Home Depot phases-out old-growth forest products in face of eco-pressure

Sustained campaigning by a host of environmental organisations bore fruit recently when Home Depot, the world's largest DIY superstore chain, chose its 20th birthday celebrations to announce its plan to eliminate products made from old-growth forests by 2002.


The organisation that has led a two-year, international campaign against Home Depot’s sale of old growth forest products, Rainforest Action Network, welcomed the news and emphasised its belief that Home Depot’s change of heart was the result of grassroots campaigning.

“RAN has staged high-profile demonstrations at company headquarters, including hanging a giant banner there last October with the words, ‘Home Depot, Stop Selling Old Growth Wood’. RAN has also worked with major institutional shareholders, fought Home Depot expansion plans at local city council meetings, co-ordinated a national ad campaign and organised demonstrations at several hundred Home Depots across the US and Canada, as well as in Chile,” said Michael Brune, RAN’s Old Growth Campaign Director.

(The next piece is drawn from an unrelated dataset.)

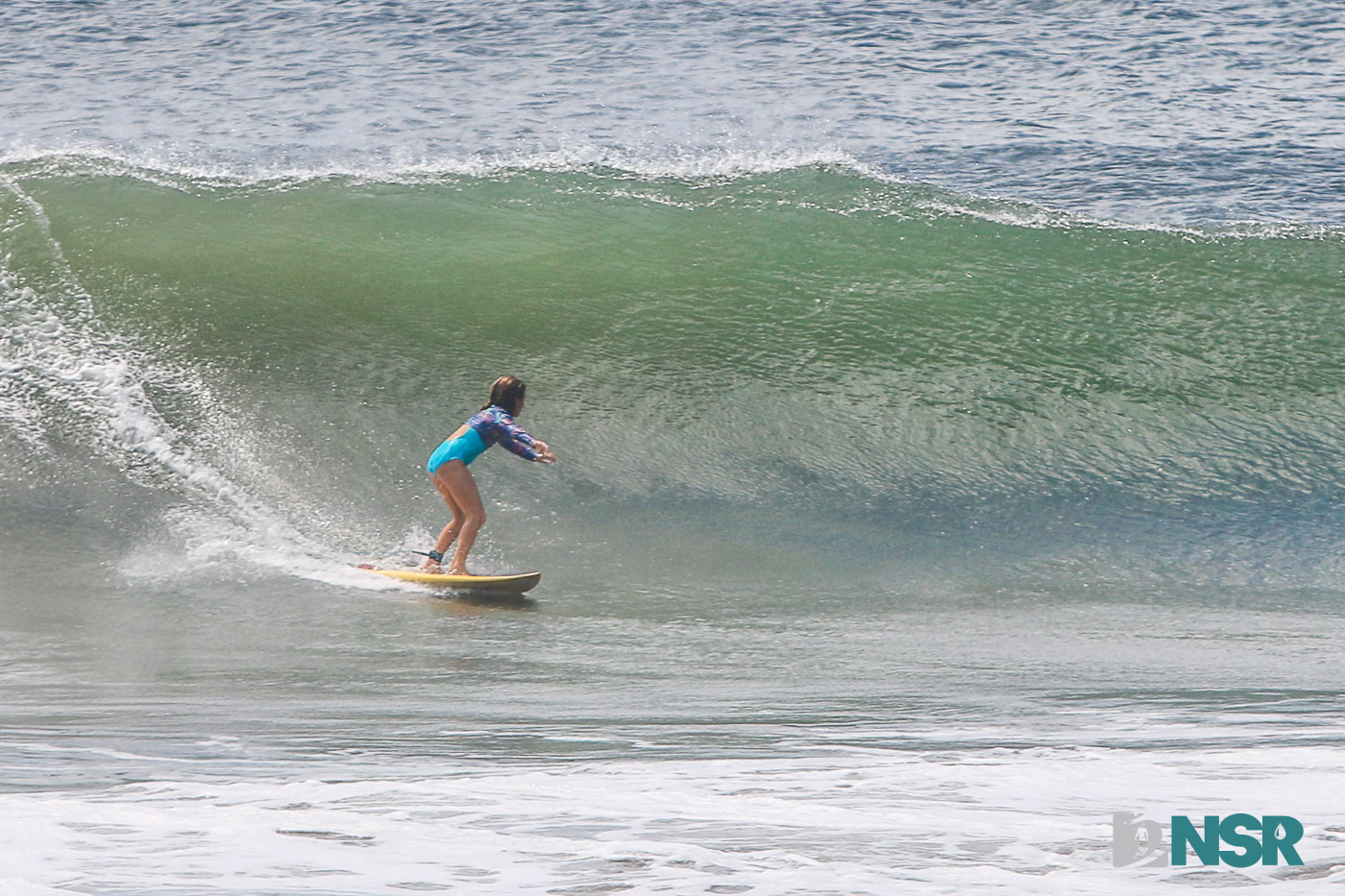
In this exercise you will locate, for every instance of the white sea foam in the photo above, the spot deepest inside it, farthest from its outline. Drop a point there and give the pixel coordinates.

Home Depot hopes to complete the elimination of old-growth forest products with the assistance of the Certified Forest Products Council, an organisation that connects buyers and sellers of certified wood. The giant chain’s CEO and president, Arthur Blank, specifically confirmed that the company will phase-out “certain lauan, redwood and cedar products”.

According to RAN, Home Depot currently sells lumber from the ancient temperate redwood rainforests of British Columbia, old growth lauan and ramin from Southeast Asia and bigleaf mahogany from the Amazon. Home Depot is the largest single retailer of lumber in the world, account for less than 10% of global retail sales. Founded in 1978, it has 856 stores in America, Canada, Puerto Rico and Chile.

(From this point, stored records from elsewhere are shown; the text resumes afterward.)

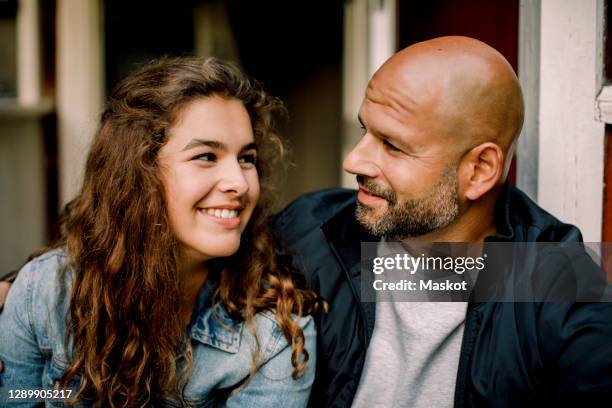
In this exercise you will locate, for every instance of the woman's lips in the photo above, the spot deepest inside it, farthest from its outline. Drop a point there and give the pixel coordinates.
(369, 199)
(229, 219)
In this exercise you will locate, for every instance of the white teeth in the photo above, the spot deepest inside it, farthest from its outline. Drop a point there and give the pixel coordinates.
(222, 213)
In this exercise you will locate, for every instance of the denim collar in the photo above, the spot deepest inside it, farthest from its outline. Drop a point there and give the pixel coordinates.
(212, 325)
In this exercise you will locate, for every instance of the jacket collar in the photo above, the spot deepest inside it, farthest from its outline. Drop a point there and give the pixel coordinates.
(212, 325)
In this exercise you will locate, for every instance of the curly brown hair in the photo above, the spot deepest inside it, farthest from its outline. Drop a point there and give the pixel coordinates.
(119, 242)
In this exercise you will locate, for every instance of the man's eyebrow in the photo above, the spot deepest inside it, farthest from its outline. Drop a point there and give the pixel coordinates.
(214, 144)
(360, 121)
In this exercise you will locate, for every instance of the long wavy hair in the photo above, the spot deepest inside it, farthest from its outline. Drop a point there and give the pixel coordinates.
(123, 319)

Upon hearing of Home Depot’s decision, RAN stated that it will monitor the company’s progress and thanked the many environmental groups that had contributed to the campaign. Campaigning against Home Depot has often been a high-profile cause. In May, the Vancouver branch of the Forest Action Network recognised Home Depot for its “anti-environmental excellence” by presenting it with the Golden Stump Award.